# Is this not the cat's MEOW???



## MotherHensRoost (May 23, 2012)

I have come across this little tool for fixing your stitch errors. Have a look at this "how to" tutorial. I have purchased my Fix-a-Stitch from Handsome Fibers. I think you'll like this. http://www.fixastitch.com/


----------



## chickkie (Oct 26, 2011)

there are many tools that do the same thing. There is one made for knitting machines, with the hook on both ends, and then there are ones with the hook only on one end. The ones we sell only have the hook on one end so the only difference is that you have to remove the hook and reinsert it to do garter stitch fixes.


----------



## lindseymary (Oct 29, 2011)

In effect it is a double ended crochet hook....certainly makes picking up purl stitches easier.

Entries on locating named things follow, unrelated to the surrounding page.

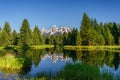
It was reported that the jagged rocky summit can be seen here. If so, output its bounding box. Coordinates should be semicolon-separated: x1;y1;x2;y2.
41;25;71;36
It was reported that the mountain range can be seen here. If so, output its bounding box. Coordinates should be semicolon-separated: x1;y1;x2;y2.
41;25;71;36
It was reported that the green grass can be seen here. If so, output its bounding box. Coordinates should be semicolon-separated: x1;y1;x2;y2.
0;53;25;70
29;63;119;80
30;45;54;49
64;46;120;50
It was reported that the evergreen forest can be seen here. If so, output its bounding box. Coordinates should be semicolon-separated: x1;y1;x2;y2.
0;13;120;46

Any guide on price?Lindseymary


----------



## lizcrafts (Dec 15, 2011)

Why would you want this when a crochet hook does the job perfectly well, and you already have all the sizes necessary for different thicknesses of yarns?


----------



## mopgenorth (Nov 20, 2011)

I love Chickkie's latch tool! I wouldn't be without it. They are very well made by her husband and so easy to use. I prefer the latch because it holds onto the dropped stitches much better and it's easier to manipulate. The one size works for tiny stitches all the up to bulky knits. (Her prices are also much more reasonable than the fix a stitch.)


----------



## dauntiekay (Jan 18, 2014)

Can you actually get a double crochet hook? I guess I will check it out next time I am in town.


----------



## diamondbelle (Sep 10, 2011)

Here are some similar tools. I have the one from Joann's.

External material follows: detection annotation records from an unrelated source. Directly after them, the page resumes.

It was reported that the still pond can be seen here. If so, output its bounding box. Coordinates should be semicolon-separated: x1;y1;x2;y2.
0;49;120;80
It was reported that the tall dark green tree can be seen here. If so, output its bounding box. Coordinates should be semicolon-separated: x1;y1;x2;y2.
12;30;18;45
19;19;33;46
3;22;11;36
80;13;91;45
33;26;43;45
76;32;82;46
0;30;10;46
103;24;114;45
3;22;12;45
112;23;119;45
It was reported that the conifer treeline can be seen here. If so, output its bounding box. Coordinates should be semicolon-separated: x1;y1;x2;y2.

http://www.joann.com/susan-bates-silvalume-handi-tool/9823741.html

http://www.knittingtoday.com/product/20011.html


----------



## diamondbelle (Sep 10, 2011)

Sorry - double post.


----------



## Jessica-Jean (Mar 14, 2011)

dauntiekay said:


> Can you actually get a double crochet hook? I guess I will check it out next time I am in town.


Not easily, and not everywhere, but they can be had. In my opinion, it's just less bother to fix stitches with a pair of crochet hooks a tad smaller than the needles used to make the item than to bother with a specialized hook thingie. I _have_ double-ended crochet hooks of every size, but have yet to go get one of them if I need to pick up a lost stitch or drop down several rows to reverse a backwards stitch.


----------



## dauntiekay (Jan 18, 2014)

Jessica-Jean said:


> Not easily, and not everywhere, but they can be had. In my opinion, it's just less bother to fix stitches with a pair of crochet hooks a tad smaller than the needles used to make the item than to bother with a specialized hook thingie. I _have_ double-ended crochet hooks of every size, but have yet to go get one of them if I need to pick up a lost stitch or drop down several rows to reverse a backwards stitch.


Great idea with using a pair of crochet hooks and my guess is why not use a piece of masking tape to tape them together so that the hooks are at opposite ends. Seems like it should work for a little repair job. You would have to work carefully so as to not snag the yarn while working.


----------



## lovescats (Feb 25, 2012)

Good information thanks


----------



## lizcrafts (Dec 15, 2011)

I hate when people try to make a simple job sound complicated just so they can sell more "stuff"!

The masking tape on the hooks would just get in the way - and might make the work sticky.


----------



## Pishi (Jul 15, 2013)

Why not just turn the piece over and you will have a "knit" side again to repair as usual.


----------



## laceandbits (Jun 23, 2011)

dauntiekay said:


> Great idea with using a pair of crochet hooks and my guess is why not use a piece of masking tape to tape them together so that the hooks are at opposite ends. Seems like it should work for a little repair job. You would have to work carefully so as to not snag the yarn while working.


Don't think masking taping them together would work as the whole point is that you need to be able to slide the shaft through the stitch to pull one through from one side and the next from the other for garter stitch or other-than-stocking-stitch knitting.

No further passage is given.